Bucaná has 1.34 sqmi of land area and 0.81 sqmi of water area. In 2000, the population of Bucaná was 3,963 persons, with a density of 2,958 persons per square mile. In 2010, the population of Bucaná was 3,630 persons, with a density of 2,669.10 persons per square mile. It has the shortest coastline of all five of Ponce's coastal barrios.

The communities of Los Caobos and Camino del Sur are found in Bucana.

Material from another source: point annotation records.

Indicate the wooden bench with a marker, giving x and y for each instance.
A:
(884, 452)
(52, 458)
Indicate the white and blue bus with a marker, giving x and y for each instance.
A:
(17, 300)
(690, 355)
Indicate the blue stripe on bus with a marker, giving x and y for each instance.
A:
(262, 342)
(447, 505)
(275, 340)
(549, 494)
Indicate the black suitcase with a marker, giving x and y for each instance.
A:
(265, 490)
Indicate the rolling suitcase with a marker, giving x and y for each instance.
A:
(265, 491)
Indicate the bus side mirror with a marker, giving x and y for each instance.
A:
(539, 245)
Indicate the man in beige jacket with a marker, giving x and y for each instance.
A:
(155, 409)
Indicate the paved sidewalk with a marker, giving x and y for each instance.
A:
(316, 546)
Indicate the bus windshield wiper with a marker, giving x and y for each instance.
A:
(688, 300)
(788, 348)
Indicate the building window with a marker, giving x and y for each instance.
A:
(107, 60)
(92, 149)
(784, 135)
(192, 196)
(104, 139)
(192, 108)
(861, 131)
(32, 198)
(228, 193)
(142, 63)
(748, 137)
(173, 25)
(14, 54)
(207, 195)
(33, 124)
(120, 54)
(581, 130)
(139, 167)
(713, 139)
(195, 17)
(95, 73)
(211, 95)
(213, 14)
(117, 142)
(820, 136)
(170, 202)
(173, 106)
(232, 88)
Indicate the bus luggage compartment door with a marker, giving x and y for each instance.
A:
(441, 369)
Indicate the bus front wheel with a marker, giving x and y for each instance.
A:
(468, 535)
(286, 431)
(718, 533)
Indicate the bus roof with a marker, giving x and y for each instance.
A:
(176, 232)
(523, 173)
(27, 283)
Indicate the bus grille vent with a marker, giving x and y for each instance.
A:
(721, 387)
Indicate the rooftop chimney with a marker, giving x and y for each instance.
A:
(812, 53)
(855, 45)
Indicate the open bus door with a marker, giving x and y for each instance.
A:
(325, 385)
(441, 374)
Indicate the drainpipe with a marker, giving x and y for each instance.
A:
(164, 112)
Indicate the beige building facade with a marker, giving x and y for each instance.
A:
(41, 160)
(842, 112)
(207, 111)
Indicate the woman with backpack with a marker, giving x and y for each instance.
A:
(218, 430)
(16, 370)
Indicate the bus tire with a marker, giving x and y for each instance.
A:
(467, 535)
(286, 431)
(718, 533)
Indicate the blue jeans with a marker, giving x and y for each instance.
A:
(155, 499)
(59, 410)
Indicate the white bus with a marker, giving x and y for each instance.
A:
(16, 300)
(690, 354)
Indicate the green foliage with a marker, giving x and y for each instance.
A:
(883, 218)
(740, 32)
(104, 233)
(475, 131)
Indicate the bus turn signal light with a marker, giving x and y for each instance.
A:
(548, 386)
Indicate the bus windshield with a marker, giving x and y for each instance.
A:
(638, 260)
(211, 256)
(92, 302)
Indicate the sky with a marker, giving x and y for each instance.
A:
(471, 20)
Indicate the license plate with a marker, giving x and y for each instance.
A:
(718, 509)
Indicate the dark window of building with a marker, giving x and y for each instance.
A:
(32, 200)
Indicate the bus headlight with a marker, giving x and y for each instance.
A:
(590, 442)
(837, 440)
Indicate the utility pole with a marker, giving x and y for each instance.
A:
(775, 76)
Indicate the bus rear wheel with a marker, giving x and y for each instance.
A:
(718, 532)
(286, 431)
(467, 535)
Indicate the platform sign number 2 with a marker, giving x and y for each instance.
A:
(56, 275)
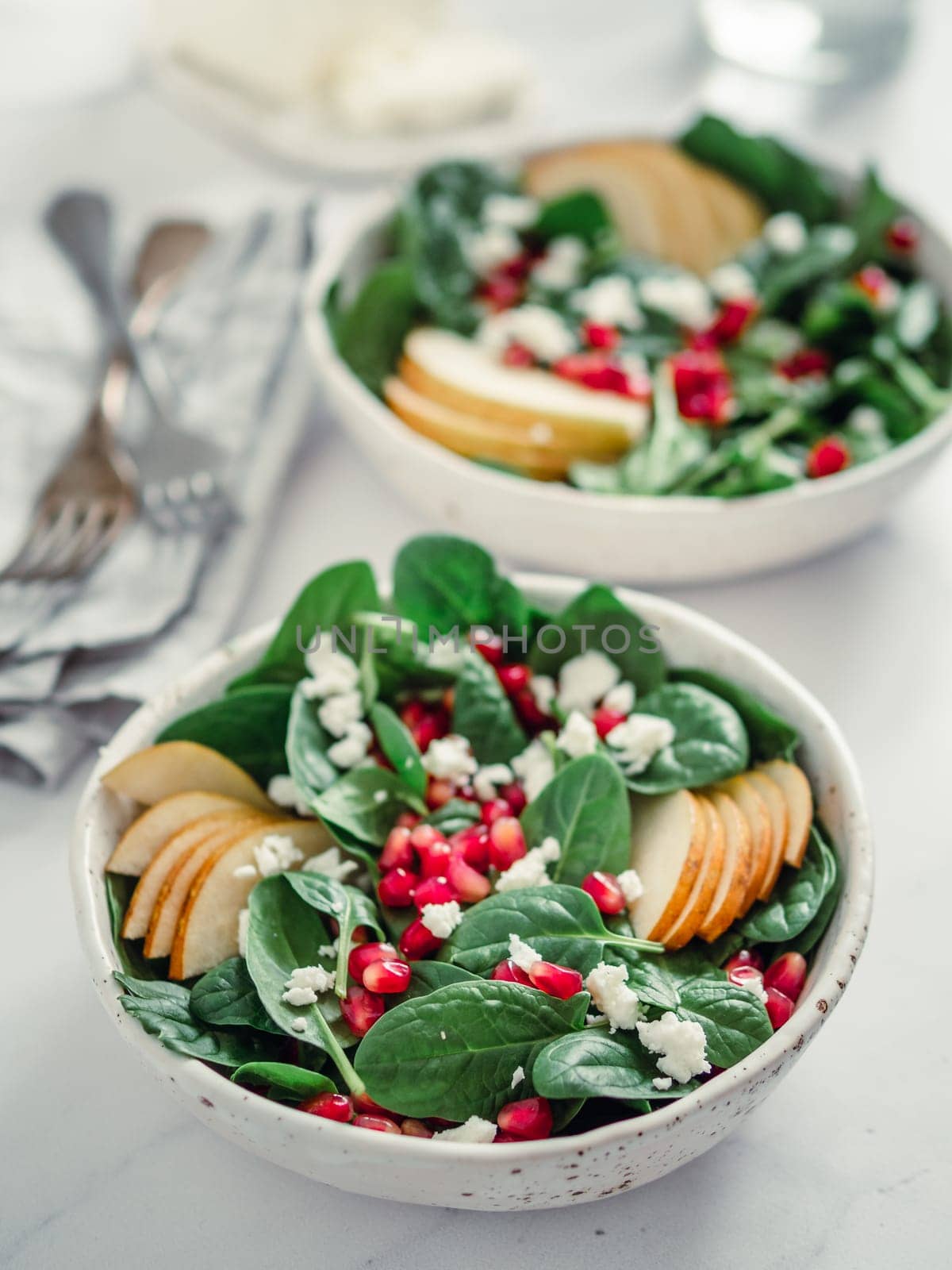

Major roads in barrio Bucana are PR-1, PR-578 and PR-52.

Historical population
| Census | Pop. | Note | %± |
| 1910 | 603 |  | — |
| 1920 | 512 |  | −15.1% |
| 1930 | 901 |  | 76.0% |
| 1940 | 695 |  | −22.9% |
| 1950 | 887 |  | 27.6% |
| 1960 | 841 |  | −5.2% |
| 1970 | 547 |  | −35.0% |
| 1980 | 4,179 |  | 664.0% |
| 1990 | 4,053 |  | −3.0% |
| 2000 | 3,963 |  | −2.2% |
| 2010 | 3,630 |  | −8.4% |
U.S. Decennial Census 1899 (shown as 1900) 1910-1930 1930-1950 1960 1970 1980-2000 2010

==Landmarks==
Barrio Bucaná is home to the Julio Enrique Monagas Family Park.